= Intercultural simulation =

Educational activity

Intercultural simulation is an educational activity designed to provide constructive encounters between people of more than one cultural or ethnic group. Simulations designed for this purpose have been in use since the 1970s.

==Description==
Intercultural distinguishes itself from the term cross-cultural by asserting a contextually rich interpretative process which emphasizes interactions between and among culturally-diverse individuals. Conversely, cross-cultural communication is interested in studying how specific concepts, such as time or masculinity, are expressed and negotiated across cultures to provide a greater understanding of cultural comparison. It is therefore appropriate to apply the term intercultural to discussions of games and simulations precisely because of the conceptual emphasis on dynamic interactivity. Delving further into intercultural as a conceptual term, intercultural literacy refers to an individual's ability to interact appropriately and effectively with members of other linguistic and cultural backgrounds. Further, intercultural competence suggests the ability of an individual to adapt verbal as well as nonverbal messages to various cultural contexts. Finally, intercultural communication refers to the exchange of verbal and nonverbal messages between two or more interlocutors from dissimilar cultures or co-cultures.

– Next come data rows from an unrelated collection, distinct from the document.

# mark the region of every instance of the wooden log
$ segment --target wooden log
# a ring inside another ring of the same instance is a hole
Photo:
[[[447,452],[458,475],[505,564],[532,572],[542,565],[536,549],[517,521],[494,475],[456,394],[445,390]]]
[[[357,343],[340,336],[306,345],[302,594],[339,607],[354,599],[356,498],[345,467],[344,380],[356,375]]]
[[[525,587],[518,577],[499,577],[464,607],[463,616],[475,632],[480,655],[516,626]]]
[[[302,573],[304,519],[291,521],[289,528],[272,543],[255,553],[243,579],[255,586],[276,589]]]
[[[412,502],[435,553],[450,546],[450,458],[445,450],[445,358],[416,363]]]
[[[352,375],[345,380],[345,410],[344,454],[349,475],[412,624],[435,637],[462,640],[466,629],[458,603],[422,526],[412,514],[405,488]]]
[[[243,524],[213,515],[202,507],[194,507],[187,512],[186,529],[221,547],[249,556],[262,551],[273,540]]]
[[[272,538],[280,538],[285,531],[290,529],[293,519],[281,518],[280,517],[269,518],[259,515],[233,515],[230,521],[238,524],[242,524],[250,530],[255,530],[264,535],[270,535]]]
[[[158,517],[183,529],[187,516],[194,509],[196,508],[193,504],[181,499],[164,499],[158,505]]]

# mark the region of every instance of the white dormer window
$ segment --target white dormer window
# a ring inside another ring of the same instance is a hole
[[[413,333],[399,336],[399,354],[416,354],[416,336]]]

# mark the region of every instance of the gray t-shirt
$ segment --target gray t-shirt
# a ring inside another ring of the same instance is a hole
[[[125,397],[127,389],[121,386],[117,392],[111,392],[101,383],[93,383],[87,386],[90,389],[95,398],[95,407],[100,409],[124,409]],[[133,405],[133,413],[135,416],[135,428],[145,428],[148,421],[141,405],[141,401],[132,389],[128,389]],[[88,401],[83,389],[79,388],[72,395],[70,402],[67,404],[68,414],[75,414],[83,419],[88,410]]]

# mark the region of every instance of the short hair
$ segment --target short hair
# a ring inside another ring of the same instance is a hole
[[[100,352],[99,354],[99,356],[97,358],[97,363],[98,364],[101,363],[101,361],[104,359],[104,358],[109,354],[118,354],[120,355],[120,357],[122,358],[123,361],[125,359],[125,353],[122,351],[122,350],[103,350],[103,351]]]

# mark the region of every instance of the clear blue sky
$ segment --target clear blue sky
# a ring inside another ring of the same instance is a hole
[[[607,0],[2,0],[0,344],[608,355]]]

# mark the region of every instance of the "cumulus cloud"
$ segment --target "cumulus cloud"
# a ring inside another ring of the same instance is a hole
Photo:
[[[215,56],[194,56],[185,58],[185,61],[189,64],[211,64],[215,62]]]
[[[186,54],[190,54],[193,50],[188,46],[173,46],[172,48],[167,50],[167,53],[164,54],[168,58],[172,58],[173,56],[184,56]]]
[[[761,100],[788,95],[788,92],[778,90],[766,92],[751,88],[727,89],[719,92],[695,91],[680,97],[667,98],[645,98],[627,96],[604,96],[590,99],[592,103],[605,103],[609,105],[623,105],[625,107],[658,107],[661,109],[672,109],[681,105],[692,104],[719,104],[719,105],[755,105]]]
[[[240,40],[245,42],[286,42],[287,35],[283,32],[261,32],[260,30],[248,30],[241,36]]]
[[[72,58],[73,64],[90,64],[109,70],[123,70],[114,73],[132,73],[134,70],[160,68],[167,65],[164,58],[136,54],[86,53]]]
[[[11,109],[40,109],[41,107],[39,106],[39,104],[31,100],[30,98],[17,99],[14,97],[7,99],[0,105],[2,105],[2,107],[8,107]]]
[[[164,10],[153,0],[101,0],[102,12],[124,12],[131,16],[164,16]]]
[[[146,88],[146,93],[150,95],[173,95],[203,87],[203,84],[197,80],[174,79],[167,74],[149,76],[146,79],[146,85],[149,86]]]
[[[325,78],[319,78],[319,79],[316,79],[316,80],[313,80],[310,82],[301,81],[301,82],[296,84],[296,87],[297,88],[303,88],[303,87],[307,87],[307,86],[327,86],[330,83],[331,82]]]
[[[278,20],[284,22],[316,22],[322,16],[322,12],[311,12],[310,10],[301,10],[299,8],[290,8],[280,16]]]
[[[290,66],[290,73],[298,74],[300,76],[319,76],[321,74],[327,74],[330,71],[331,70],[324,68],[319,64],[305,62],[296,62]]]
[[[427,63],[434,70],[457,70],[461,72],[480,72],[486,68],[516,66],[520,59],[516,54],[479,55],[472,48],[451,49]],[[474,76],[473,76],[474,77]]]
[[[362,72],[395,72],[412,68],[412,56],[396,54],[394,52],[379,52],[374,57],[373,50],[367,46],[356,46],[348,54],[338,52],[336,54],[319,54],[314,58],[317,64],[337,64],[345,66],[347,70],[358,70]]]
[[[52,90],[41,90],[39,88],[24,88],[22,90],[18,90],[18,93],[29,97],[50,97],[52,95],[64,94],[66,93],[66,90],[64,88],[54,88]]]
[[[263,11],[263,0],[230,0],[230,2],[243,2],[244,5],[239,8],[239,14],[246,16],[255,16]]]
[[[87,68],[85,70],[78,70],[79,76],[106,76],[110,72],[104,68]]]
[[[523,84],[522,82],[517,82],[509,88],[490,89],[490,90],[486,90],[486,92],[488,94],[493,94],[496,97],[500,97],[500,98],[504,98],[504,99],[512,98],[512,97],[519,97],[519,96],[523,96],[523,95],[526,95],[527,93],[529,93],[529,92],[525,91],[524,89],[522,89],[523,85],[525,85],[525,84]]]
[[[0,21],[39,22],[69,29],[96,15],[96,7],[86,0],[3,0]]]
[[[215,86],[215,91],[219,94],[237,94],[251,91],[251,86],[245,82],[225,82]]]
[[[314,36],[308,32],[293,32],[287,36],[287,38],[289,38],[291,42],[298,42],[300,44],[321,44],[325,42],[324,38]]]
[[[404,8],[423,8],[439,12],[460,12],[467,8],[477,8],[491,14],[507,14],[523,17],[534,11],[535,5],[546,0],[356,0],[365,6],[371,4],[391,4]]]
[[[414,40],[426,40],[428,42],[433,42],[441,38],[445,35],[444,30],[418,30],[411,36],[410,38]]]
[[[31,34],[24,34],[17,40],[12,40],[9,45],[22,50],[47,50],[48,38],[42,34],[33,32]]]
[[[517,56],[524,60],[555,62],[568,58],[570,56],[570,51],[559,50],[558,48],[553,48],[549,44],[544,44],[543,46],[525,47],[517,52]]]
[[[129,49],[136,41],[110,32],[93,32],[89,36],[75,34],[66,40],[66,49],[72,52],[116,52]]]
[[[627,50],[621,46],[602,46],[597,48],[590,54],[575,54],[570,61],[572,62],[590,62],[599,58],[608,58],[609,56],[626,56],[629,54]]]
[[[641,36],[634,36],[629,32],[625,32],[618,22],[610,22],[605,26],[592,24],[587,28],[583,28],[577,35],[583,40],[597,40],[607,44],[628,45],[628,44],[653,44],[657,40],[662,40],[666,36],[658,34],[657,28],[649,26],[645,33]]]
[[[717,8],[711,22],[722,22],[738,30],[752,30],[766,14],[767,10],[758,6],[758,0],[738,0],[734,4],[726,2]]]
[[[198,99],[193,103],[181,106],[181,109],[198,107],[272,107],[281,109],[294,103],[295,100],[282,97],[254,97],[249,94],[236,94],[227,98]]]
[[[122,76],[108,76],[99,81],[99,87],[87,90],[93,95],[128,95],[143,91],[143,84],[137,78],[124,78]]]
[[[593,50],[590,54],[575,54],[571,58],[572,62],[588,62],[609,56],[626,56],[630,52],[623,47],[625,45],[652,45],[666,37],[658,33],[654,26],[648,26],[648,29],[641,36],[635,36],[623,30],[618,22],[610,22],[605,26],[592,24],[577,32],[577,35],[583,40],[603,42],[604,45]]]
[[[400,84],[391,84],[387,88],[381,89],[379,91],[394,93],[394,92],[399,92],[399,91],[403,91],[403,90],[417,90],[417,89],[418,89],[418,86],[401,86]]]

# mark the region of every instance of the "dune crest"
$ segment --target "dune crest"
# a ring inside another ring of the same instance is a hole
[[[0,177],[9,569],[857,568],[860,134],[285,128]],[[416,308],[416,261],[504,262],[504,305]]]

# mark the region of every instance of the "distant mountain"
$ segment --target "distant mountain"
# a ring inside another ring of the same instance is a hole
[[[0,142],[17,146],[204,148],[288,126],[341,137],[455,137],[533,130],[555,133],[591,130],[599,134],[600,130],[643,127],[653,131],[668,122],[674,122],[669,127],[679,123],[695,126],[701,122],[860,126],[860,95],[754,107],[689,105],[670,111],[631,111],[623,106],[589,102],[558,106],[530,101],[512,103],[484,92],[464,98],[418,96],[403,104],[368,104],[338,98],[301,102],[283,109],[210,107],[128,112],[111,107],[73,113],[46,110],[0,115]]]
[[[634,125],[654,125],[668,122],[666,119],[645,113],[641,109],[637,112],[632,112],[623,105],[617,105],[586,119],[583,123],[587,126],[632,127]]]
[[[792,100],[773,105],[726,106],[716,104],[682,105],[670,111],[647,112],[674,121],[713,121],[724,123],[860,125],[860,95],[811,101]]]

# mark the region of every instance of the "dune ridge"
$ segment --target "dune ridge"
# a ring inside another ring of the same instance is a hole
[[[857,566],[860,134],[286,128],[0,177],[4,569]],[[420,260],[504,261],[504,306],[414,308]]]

It is important to define game and simulation. Viewing games as systems of interaction, playing is a form of contact by interaction given the central role of play within games.
Prior to exploring specific differences between digital and non-digital games and simulations, it is advisable to understand the simulation on a conceptual level. Simulations demand the use of rules. In the digital realm, simulations employ physical laws to allow for certain types of interaction. In non-digital simulation, rules are similarly necessary if only to provide parameters of behavior. In both cases, simulations use rules in order to affect how the individual is able to perform within its constraints. It is not necessary to win or lose: the emphasis inherent to any simulation is experience. Unlike games which position individuals in situations with opportunities to succeed or fail and whose outcomes determine the length of the game, simulations can actually persist without ending. In contrast to both terms, a simulation game is a delicate educational combination of both wherein experience is paramount to its design and appreciation and the player/learner must gather points or credits or similar in order to proceed to further levels.

Here the term "digital" generally refers to computers, game consoles, or online-based games or simulations. In contrast, "non-digital" refers to card games, board games, or other non-electronic games or simulations. Most recently virtual environments have attracted attention given their potential for increasing intercultural literacy among users. Similar to virtual worlds, virtual environments, which largely function as interactive collaborative and training spaces, can also exist as a computer-based simulated environment. Virtual environments often allow for custom-made training solutions which can be used to promote intercultural competence. Active Worlds and Second Life, both online virtual worlds, have been the focus of scholarly investigations as to whether individuals can gain intercultural literacy and competence from such immersive learning environments. Findings generally point to their potential for enabling culturally and linguistically diverse individuals to interact with one another in digital spaces.